Abstract
Working memory (WM) allows us to selectively remember and flexibly control a limited amount of information. Earlier work has suggested WM control is achieved by interactions between bursts of beta and gamma oscillations. The emerging question is how beta and gamma bursting, reflecting coherent activity of hundreds of thousands of neurons, can underlie selective control of individual items held in WM? Here, we propose a principle for how such selective control might be achieved on the neural network level. It relies on spatial computing, which suggests that beta and gamma interactions cause item-specific activity to flow spatially across the network over the course of a task. This way, control-related information about, for instance, item order can be retrieved from the spatial activity independent of the detailed recurrent connectivity that gives rise to the item-specific activity itself. The spatial flow should in turn be reflected in low-dimensional activity shared by many neurons. We test predictions of the proposed spatial computing paradigm by analysing control-related as well as item-specific activity in local field potentials and neuronal spiking from prefrontal cortex of rhesus macaques performing four WM tasks.
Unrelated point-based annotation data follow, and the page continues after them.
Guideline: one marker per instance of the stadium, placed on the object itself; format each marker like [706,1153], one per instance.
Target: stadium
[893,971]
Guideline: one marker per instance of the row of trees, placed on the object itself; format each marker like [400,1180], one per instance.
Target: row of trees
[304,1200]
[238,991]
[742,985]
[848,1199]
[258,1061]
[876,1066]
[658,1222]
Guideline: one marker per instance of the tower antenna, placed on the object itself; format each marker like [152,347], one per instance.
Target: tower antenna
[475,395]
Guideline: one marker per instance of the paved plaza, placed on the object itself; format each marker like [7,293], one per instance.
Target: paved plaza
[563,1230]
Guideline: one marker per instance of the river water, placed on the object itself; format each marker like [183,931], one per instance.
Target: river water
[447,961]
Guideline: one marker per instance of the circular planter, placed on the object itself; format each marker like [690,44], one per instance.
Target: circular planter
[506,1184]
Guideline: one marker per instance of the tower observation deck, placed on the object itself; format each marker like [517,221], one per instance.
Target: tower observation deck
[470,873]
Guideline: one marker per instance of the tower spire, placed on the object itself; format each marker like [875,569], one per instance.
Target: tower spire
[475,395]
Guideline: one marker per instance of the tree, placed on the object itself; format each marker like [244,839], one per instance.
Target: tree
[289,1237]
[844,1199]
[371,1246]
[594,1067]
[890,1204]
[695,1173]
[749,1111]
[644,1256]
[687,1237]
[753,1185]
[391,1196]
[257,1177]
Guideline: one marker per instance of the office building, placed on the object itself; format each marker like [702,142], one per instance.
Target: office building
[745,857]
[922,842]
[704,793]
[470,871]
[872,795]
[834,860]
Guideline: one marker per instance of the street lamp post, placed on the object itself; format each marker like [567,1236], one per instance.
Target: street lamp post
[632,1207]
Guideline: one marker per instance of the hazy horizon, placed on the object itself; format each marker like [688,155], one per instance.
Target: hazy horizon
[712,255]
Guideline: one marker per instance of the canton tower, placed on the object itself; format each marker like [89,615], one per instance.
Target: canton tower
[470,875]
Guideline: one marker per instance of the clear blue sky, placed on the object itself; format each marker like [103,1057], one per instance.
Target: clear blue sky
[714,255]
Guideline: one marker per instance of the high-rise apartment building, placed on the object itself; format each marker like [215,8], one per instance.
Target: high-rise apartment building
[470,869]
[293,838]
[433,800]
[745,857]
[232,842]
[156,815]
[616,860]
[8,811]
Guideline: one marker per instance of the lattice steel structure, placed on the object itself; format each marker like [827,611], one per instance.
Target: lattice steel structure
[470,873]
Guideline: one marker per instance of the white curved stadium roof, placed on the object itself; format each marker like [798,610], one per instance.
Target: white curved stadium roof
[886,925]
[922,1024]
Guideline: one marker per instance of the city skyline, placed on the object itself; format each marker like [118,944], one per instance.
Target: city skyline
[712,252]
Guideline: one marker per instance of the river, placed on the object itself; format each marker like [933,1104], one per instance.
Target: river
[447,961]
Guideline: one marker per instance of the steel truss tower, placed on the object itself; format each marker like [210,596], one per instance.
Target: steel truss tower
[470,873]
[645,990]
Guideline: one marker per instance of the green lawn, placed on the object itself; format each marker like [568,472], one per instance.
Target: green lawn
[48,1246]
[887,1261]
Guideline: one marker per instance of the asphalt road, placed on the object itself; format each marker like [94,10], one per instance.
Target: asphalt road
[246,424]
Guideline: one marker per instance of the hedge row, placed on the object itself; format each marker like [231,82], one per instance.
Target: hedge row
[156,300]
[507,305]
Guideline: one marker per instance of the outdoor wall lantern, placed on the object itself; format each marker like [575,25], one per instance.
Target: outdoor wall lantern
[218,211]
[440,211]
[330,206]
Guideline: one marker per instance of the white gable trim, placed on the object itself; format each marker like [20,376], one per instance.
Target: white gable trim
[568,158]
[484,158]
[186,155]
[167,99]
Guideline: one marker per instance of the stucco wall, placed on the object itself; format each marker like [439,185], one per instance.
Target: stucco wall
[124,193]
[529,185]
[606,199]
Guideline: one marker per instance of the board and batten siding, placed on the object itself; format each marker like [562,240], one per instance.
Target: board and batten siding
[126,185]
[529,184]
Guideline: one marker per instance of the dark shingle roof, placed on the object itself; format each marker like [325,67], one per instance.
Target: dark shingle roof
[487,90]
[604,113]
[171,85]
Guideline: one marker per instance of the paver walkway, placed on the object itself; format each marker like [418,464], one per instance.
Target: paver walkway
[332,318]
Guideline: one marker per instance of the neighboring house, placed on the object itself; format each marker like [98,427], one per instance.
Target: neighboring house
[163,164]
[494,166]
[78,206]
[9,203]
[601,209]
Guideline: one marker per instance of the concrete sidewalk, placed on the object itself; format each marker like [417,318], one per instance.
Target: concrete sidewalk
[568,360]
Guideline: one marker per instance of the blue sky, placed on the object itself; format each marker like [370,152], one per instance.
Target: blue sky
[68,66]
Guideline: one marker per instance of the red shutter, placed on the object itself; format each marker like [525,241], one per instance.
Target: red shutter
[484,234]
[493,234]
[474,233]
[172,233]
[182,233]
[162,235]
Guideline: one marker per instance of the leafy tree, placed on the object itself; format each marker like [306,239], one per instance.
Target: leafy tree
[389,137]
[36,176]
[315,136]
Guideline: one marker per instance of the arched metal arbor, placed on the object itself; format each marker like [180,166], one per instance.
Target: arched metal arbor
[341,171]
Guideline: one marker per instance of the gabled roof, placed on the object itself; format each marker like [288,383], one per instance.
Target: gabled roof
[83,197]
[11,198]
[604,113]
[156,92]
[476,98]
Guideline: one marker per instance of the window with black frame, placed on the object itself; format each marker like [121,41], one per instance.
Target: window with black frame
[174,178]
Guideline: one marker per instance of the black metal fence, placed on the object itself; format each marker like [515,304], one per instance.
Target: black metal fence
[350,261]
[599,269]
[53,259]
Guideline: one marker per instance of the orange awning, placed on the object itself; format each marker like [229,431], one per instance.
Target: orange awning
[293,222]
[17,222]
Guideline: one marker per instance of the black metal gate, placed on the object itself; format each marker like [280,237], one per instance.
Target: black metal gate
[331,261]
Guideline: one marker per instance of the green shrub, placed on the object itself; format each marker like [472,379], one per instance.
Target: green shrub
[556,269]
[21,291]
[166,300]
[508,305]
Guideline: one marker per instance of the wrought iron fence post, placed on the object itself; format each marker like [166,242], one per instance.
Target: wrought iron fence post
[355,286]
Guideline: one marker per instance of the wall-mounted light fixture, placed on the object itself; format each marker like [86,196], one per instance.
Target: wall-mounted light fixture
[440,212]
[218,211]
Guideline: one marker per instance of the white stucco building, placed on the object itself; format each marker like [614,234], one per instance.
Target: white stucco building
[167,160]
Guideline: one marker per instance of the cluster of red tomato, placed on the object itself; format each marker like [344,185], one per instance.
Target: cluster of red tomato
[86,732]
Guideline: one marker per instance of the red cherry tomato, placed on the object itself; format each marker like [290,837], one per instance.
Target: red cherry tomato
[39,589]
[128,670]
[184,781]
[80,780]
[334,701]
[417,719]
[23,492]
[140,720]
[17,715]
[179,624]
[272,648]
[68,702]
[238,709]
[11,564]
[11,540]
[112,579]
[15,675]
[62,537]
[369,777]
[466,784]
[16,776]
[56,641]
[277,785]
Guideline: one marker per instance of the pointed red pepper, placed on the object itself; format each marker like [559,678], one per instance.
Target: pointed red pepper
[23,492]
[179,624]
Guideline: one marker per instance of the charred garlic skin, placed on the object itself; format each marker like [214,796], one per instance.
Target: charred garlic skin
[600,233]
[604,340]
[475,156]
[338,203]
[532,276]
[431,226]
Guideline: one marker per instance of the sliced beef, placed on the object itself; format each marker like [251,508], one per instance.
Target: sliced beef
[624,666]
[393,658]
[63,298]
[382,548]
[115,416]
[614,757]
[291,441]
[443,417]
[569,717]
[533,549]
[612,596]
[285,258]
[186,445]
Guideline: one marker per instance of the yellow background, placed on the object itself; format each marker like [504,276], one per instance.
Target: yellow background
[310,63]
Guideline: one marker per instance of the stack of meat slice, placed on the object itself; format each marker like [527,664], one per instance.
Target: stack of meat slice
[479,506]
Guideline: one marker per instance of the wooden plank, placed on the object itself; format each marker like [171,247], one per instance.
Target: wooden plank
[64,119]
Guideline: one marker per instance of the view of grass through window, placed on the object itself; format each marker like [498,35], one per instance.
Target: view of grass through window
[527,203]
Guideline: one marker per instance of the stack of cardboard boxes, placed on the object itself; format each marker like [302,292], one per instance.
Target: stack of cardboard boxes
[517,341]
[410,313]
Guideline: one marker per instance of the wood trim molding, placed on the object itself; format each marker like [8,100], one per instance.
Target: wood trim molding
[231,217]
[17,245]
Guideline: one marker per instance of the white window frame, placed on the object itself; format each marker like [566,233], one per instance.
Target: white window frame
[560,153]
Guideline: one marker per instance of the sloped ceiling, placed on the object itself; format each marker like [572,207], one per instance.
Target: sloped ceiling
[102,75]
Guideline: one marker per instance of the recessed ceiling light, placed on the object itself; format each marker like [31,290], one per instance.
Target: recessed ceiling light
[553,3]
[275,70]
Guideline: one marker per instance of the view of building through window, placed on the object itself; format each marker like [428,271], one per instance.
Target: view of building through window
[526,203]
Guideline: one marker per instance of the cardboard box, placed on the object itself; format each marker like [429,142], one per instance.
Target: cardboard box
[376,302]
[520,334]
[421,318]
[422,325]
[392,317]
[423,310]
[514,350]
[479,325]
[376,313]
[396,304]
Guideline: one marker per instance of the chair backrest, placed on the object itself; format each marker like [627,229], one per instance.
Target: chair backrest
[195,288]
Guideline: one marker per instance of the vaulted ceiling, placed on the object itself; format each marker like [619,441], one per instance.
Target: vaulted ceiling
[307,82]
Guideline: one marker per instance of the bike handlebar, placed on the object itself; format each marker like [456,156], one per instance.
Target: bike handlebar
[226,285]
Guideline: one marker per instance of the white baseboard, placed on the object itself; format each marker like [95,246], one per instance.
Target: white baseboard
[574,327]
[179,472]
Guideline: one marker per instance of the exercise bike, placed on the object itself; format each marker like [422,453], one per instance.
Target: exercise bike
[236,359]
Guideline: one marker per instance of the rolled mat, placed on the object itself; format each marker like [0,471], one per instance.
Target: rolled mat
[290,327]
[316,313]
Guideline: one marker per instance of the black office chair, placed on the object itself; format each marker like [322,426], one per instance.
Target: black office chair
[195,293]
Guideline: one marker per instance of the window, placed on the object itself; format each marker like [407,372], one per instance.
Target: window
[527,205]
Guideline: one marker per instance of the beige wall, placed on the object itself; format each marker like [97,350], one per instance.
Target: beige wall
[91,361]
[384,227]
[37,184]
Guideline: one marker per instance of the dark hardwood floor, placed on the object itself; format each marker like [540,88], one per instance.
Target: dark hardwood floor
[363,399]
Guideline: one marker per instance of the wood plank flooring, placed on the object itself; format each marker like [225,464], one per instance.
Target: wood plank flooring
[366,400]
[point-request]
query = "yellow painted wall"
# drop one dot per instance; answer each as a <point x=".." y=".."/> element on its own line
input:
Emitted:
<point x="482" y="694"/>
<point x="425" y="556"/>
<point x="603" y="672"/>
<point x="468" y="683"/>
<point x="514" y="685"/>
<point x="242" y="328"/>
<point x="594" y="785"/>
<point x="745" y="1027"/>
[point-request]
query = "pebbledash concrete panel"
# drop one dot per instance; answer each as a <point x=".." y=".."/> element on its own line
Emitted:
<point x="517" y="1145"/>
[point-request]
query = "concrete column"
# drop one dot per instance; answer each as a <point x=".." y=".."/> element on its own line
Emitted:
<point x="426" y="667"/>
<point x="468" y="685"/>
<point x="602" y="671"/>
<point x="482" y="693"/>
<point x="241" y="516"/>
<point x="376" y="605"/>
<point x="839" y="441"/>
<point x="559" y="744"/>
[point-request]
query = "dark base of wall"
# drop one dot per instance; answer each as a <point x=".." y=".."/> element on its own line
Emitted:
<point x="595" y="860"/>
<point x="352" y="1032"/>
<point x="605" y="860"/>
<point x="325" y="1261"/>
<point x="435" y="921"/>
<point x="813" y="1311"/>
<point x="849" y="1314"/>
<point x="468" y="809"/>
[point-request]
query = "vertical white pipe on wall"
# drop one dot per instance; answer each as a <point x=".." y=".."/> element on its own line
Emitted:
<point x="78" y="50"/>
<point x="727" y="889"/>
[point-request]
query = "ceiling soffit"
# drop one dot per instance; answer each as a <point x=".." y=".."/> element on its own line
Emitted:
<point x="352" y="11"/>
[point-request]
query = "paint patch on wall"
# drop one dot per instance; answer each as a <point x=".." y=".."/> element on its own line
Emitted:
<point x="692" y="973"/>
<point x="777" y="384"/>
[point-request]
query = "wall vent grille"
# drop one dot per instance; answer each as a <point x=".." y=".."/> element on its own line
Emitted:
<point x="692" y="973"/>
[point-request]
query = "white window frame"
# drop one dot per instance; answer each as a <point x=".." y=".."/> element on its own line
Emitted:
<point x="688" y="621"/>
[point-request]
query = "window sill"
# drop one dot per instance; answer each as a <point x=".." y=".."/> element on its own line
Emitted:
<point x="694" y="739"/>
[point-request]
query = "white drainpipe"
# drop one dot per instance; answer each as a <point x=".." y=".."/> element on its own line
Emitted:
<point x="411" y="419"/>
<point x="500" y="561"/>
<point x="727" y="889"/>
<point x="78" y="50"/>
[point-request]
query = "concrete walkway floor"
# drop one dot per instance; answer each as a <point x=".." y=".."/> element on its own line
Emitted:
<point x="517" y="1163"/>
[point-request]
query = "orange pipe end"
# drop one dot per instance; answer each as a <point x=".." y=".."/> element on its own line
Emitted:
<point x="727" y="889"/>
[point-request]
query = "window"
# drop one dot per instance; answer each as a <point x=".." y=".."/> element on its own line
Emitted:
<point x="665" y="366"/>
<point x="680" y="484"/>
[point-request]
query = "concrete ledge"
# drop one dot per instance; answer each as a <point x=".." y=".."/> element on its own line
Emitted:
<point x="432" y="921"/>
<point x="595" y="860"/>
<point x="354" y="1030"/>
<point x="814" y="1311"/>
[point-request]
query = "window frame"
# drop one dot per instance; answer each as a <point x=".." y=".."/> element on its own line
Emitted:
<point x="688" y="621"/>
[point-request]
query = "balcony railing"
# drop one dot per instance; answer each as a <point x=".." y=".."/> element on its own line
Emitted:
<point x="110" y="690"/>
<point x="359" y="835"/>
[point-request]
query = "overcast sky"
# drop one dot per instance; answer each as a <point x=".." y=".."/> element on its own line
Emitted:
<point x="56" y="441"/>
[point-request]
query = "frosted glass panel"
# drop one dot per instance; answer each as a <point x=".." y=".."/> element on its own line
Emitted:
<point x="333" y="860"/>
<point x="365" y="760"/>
As predicted, we find that the low-dimensional activity has a spatial component from which we can read out control-related information. These spatial components were stable over multiple sessions and did not depend on the specific WM items being used. We hypothesize that spatial computing can facilitate generalization and zero-shot learning by utilizing spatial component as an additional information encoding dimension. This offers a new perspective on the functional role of low-dimensional activity that tends to dominate cortical activity.
Competing Interest Statement
The authors have declared no competing interest.
Footnotes
↵^ co-last authors
This MS has been revised for clarity by reducing the theoretical background and focus on the experimental findings. The focus is no longer on the Hot Coal theory as a whole (replaced what used to be Figure 1), but on the novel aspects of Spatial computing specifically. We have also added new data (Figure 4) that more directly demonstrates Spatial computing.